Selon l’auteur principal, le Dr Suresh Singh, de l’université de Bristol :
Les anciens prédateurs synapsides, tels que le célèbre Dimetrodon à dos à voile, avaient des mâchoires assez longues et de nombreuses dents pour s’assurer qu’une fois leur proie capturée, elle ne s’échapperait pas.
Peinture de Dimetrodon .(Charles R. Knight)
Cependant, nous avons observé une évolution de la fonction des mâchoires vers un raccourcissement de celles-ci, avec une plus grande efficacité musculaire et moins de dents concentrées à l’avant, il s’agissait de mâchoires adaptées à la réalisation de morsures profondes et puissantes.
Ce changement a permis à la Terre de rencontrer les premiers carnivores à dents de sabre, tels que les gorgonopsiens représentés ci-dessous.
Échelle du plus grand spécimen de gorgonopsien Inostrancevia latifrons par rapport à un homme de 1,85 m de haut. (Wikimédia)
Les prédateurs commençaient à acquérir la capacité de porter des coups puissants à leurs proies, provoquant d’importantes blessures et des pertes de sang. Des herbivores plus grands et plus rapides nécessitaient de nouvelles méthodes de chasse.
Selon le Dr Tom Stubbs, de l’Open University (Royaume-Uni), coauteur de l’étude :
Les risques pour les carnivores d’être blessés ou tués ont augmenté, si bien que certains carnivores synapsides sont devenus des tueurs plus grands et plus efficaces pour surmonter ces risques.
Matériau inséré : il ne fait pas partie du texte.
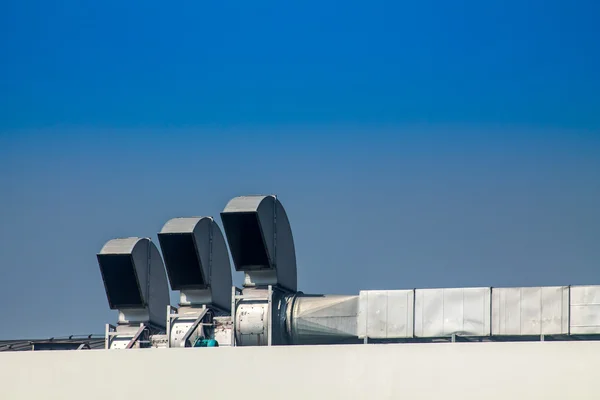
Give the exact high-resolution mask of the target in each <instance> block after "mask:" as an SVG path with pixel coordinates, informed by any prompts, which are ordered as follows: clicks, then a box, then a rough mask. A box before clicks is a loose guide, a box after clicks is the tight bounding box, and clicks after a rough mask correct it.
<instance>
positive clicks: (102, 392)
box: [0, 342, 600, 400]
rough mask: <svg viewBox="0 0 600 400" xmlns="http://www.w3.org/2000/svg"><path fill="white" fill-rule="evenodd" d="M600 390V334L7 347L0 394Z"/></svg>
mask: <svg viewBox="0 0 600 400" xmlns="http://www.w3.org/2000/svg"><path fill="white" fill-rule="evenodd" d="M401 398H402V399H411V400H414V399H460V400H467V399H478V400H480V399H485V400H495V399H511V400H514V399H545V400H547V399H561V400H565V399H577V400H583V399H596V400H597V399H600V342H529V343H524V342H520V343H445V344H397V345H392V344H388V345H353V346H295V347H271V348H266V347H262V348H258V347H254V348H242V347H238V348H226V347H221V348H196V349H153V350H143V349H142V350H113V351H104V350H96V351H53V352H19V353H16V352H15V353H6V352H5V353H0V399H2V400H13V399H56V400H59V399H60V400H71V399H77V400H80V399H103V400H107V399H144V400H155V399H186V400H188V399H243V400H248V399H261V400H264V399H286V400H287V399H401Z"/></svg>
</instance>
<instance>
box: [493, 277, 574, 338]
mask: <svg viewBox="0 0 600 400" xmlns="http://www.w3.org/2000/svg"><path fill="white" fill-rule="evenodd" d="M492 307H493V308H492V334H493V335H566V334H568V333H569V288H568V287H567V286H553V287H523V288H493V289H492Z"/></svg>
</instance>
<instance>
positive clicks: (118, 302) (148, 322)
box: [97, 237, 169, 348]
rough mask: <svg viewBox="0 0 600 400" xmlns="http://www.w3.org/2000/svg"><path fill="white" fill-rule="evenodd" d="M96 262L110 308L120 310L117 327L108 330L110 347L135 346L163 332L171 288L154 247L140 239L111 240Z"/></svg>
mask: <svg viewBox="0 0 600 400" xmlns="http://www.w3.org/2000/svg"><path fill="white" fill-rule="evenodd" d="M97 258H98V264H99V265H100V272H101V274H102V280H103V281H104V289H105V290H106V297H107V299H108V304H109V305H110V308H111V309H113V310H119V320H118V324H117V327H116V328H115V327H112V331H111V329H110V328H109V327H110V326H109V327H107V347H109V348H122V347H123V348H124V347H126V346H129V345H130V344H131V345H132V346H133V343H130V342H131V341H132V340H133V339H135V342H138V341H140V340H141V339H142V338H143V337H144V336H148V335H149V334H151V333H158V332H160V331H161V330H164V327H165V314H164V313H165V310H166V309H167V305H169V288H168V284H167V276H166V275H165V268H164V265H163V262H162V258H161V256H160V253H159V252H158V249H157V248H156V246H155V245H154V243H152V241H150V239H148V238H137V237H132V238H124V239H113V240H109V241H108V242H107V243H106V244H105V245H104V247H103V248H102V250H100V253H98V255H97Z"/></svg>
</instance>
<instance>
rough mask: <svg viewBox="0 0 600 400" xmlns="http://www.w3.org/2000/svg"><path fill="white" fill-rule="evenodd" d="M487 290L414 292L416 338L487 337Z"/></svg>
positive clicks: (421, 291)
mask: <svg viewBox="0 0 600 400" xmlns="http://www.w3.org/2000/svg"><path fill="white" fill-rule="evenodd" d="M490 306H491V290H490V288H464V289H462V288H458V289H417V290H415V336H416V337H443V336H451V335H457V336H489V335H490V334H491V326H490V319H491V312H490Z"/></svg>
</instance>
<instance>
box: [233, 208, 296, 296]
mask: <svg viewBox="0 0 600 400" xmlns="http://www.w3.org/2000/svg"><path fill="white" fill-rule="evenodd" d="M221 219H222V221H223V227H224V229H225V234H226V236H227V241H228V243H229V249H230V250H231V255H232V257H233V263H234V265H235V269H236V270H237V271H243V272H245V274H246V277H245V280H244V287H266V286H268V285H272V286H276V287H279V288H282V289H284V290H287V291H291V292H295V291H296V289H297V283H296V281H297V278H296V251H295V249H294V238H293V237H292V229H291V227H290V223H289V221H288V218H287V215H286V213H285V210H284V208H283V206H282V205H281V202H279V200H278V199H277V197H275V196H240V197H236V198H234V199H232V200H231V201H230V202H229V203H228V204H227V206H226V207H225V209H224V210H223V212H222V213H221Z"/></svg>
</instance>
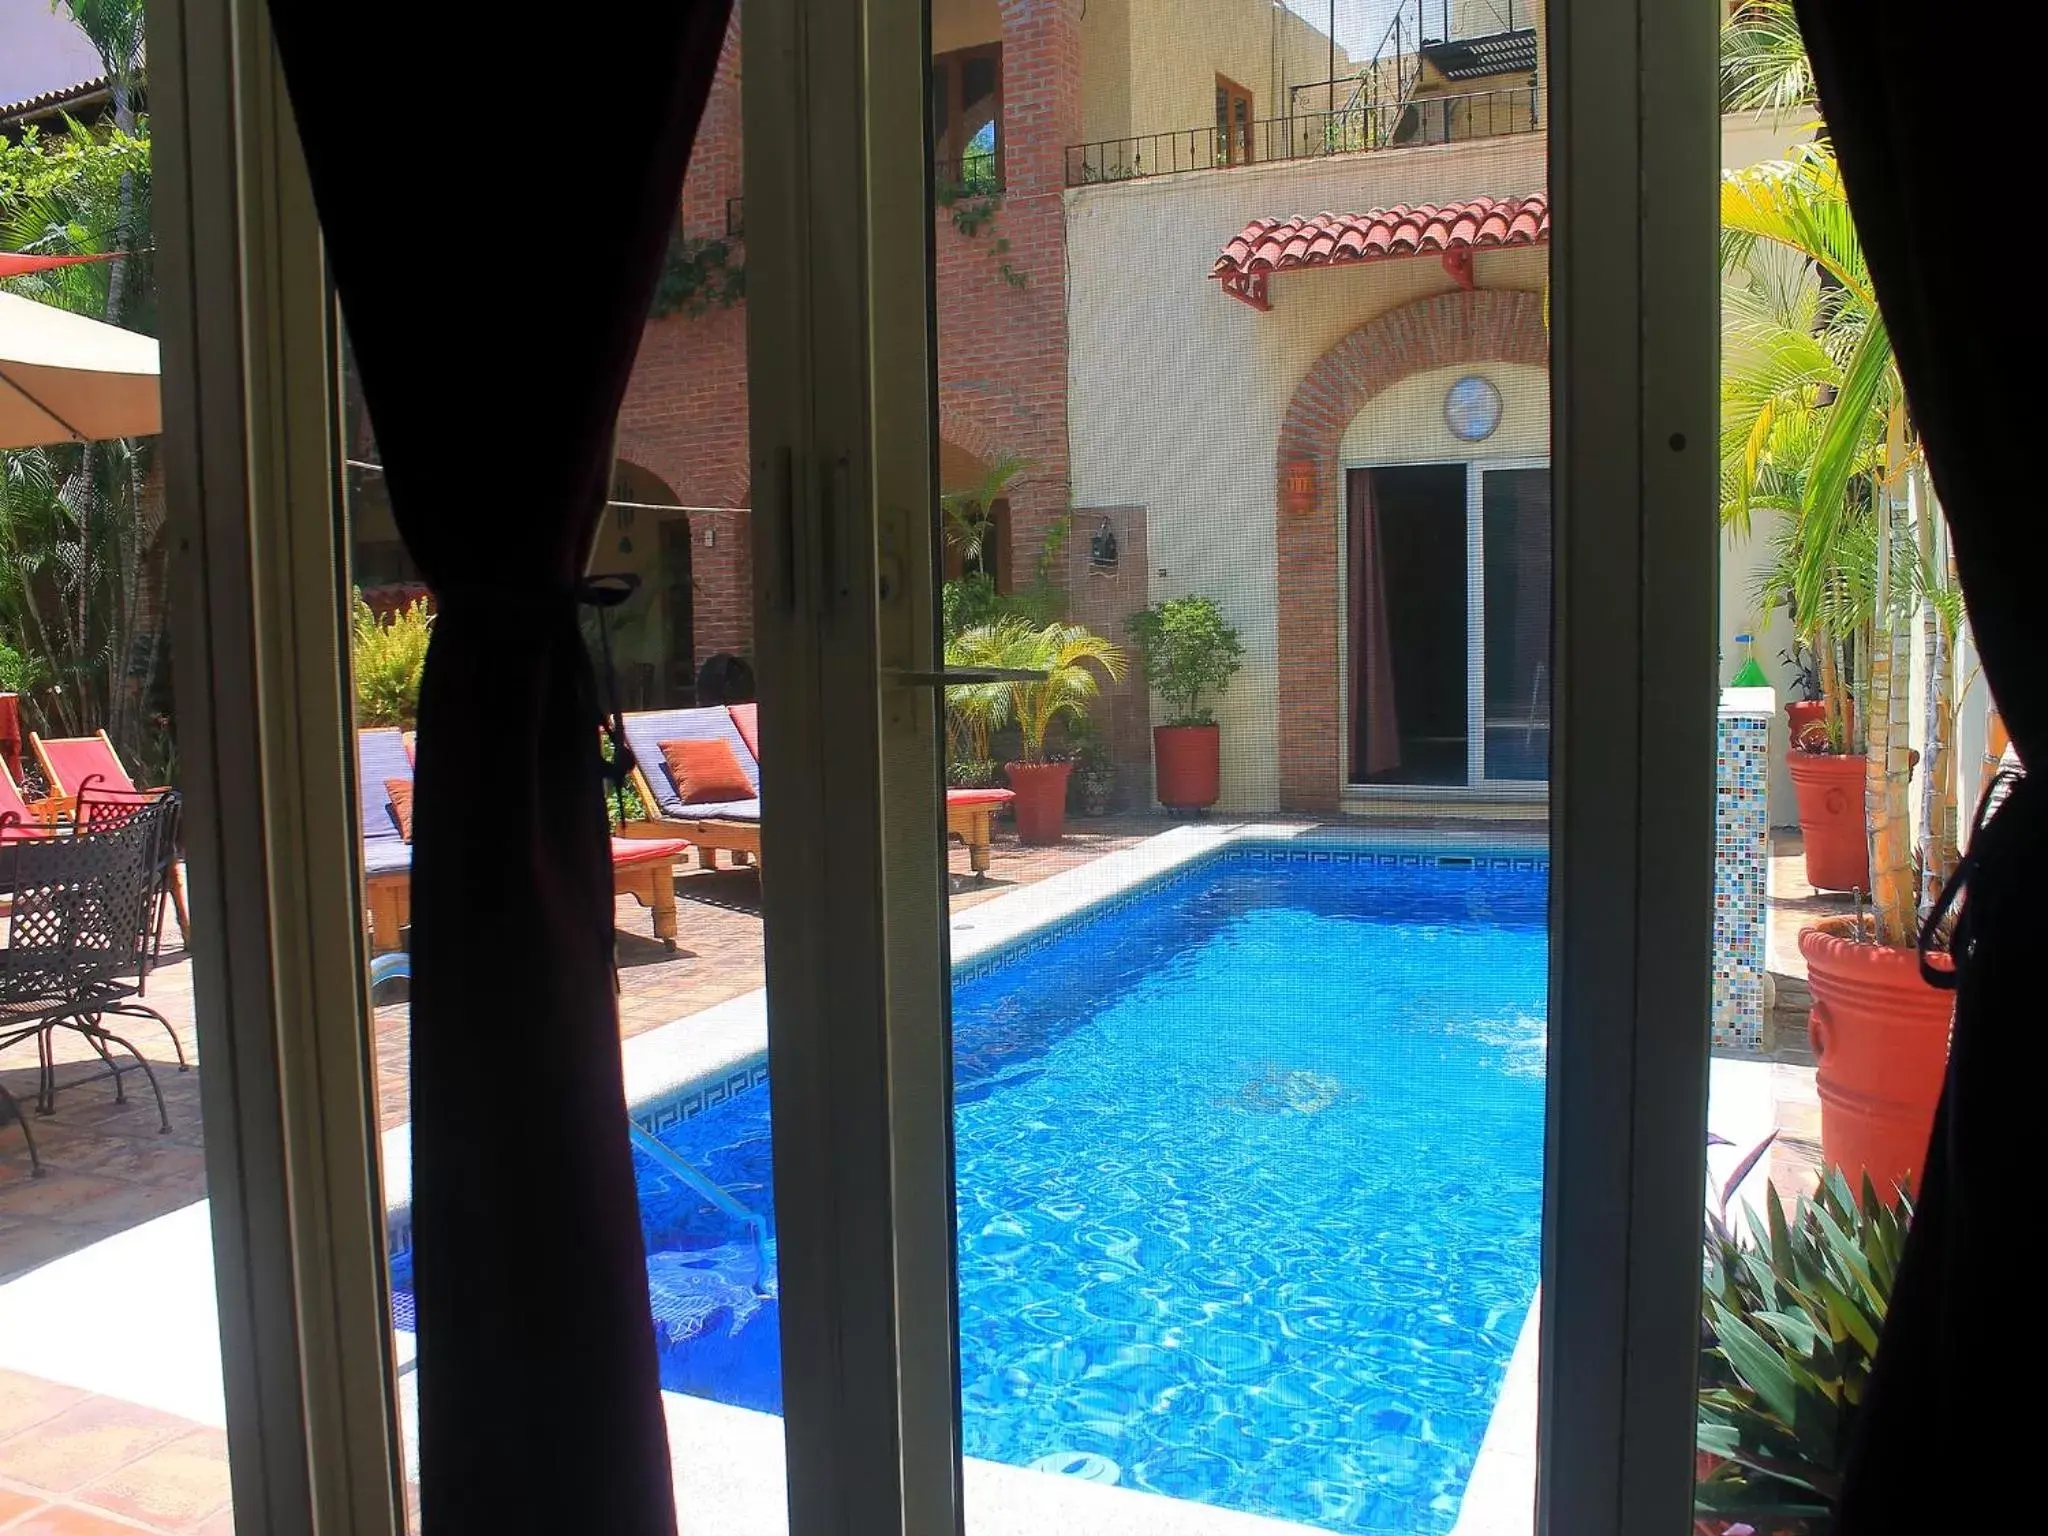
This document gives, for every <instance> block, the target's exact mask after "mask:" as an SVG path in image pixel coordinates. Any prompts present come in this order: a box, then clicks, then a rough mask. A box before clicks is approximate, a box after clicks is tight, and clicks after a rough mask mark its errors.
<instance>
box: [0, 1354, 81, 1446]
mask: <svg viewBox="0 0 2048 1536" xmlns="http://www.w3.org/2000/svg"><path fill="white" fill-rule="evenodd" d="M84 1399H86V1393H82V1391H78V1389H76V1386H59V1384H57V1382H53V1380H43V1378H41V1376H25V1374H23V1372H18V1370H0V1444H4V1442H8V1440H10V1438H14V1436H16V1434H20V1432H23V1430H27V1427H29V1425H33V1423H43V1421H45V1419H53V1417H57V1415H59V1413H63V1411H66V1409H68V1407H76V1405H78V1403H82V1401H84Z"/></svg>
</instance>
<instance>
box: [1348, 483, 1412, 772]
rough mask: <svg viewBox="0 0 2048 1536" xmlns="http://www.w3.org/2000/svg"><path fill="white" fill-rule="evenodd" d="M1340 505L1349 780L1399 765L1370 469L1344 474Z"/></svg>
mask: <svg viewBox="0 0 2048 1536" xmlns="http://www.w3.org/2000/svg"><path fill="white" fill-rule="evenodd" d="M1343 506H1346V514H1348V532H1350V543H1352V549H1350V567H1352V571H1350V604H1348V610H1346V623H1348V627H1350V631H1352V633H1350V637H1348V639H1350V657H1348V670H1350V676H1352V782H1358V784H1362V782H1366V780H1370V778H1372V776H1374V774H1384V772H1393V770H1395V768H1399V766H1401V721H1399V717H1397V715H1395V647H1393V631H1391V629H1389V623H1386V553H1384V549H1382V543H1380V510H1378V498H1376V496H1374V494H1372V471H1370V469H1352V471H1350V473H1348V475H1346V485H1343Z"/></svg>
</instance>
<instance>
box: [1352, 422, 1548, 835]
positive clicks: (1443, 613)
mask: <svg viewBox="0 0 2048 1536" xmlns="http://www.w3.org/2000/svg"><path fill="white" fill-rule="evenodd" d="M1343 485H1346V498H1343V545H1346V559H1343V614H1346V618H1343V629H1346V633H1343V639H1346V645H1343V659H1346V676H1343V721H1346V729H1348V743H1350V774H1348V784H1352V786H1356V788H1374V791H1378V788H1393V791H1430V788H1454V791H1487V793H1493V795H1509V797H1511V795H1528V793H1540V791H1542V786H1544V782H1546V778H1548V766H1550V467H1548V463H1544V461H1536V459H1530V461H1466V463H1399V465H1370V467H1354V469H1346V475H1343Z"/></svg>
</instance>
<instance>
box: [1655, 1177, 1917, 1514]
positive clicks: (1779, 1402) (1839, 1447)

Selon Michael Benton, coauteur de l’étude et professeur à l’université de Bristol :
La fin du Paléozoïque est l’époque où les animaux ont commencé à vivre, à manger et à se reproduire entièrement sur terre. Ils sont devenus entièrement terrestres, colonisant de nouveaux habitats et exploitant de nouvelles ressources plus à l’intérieur des terres, loin des environnements aquatiques dont ils dépendaient auparavant. Nos résultats montrent comment les pressions sélectives exercées sur ces premiers animaux terrestres ont évolué au fur et à mesure qu’ils s’adaptaient à la vie sur terre, il est beaucoup plus difficile d’attraper un autre animal capable de se déplacer rapidement et d’atteindre des tailles plus importantes qu’un petit poisson ou un amphibien glissant.
Et selon Emily Rayfield, professeure à l’université de Bristol et coauteure de l’étude :
Les interactions entre prédateurs et proies sont un moteur important du comportement animal aujourd’hui. C’est donc quelque chose de voir cette influence à travers l’évolution anatomique sur des millions d’années, et de découvrir qu’elles sont potentiellement responsables de certains grands sauts dans notre propre histoire évolutive. Cette étude montre comment les paléontologues peuvent utiliser la relation entre la forme et la fonction pour explorer le mode de vie de différents animaux préhistoriques, ce qui peut nous en apprendre beaucoup sur l’évolution de la vie sur Terre.
L’étude publiée dans Communications Biology : Predatory synapsid ecomorphology signals growing dynamism of late Palaeozoic terrestrial ecosystems et présentée sur le site de l’Université de Bristol : Killer instinct drove evolution of mammals’ predatory ancestors.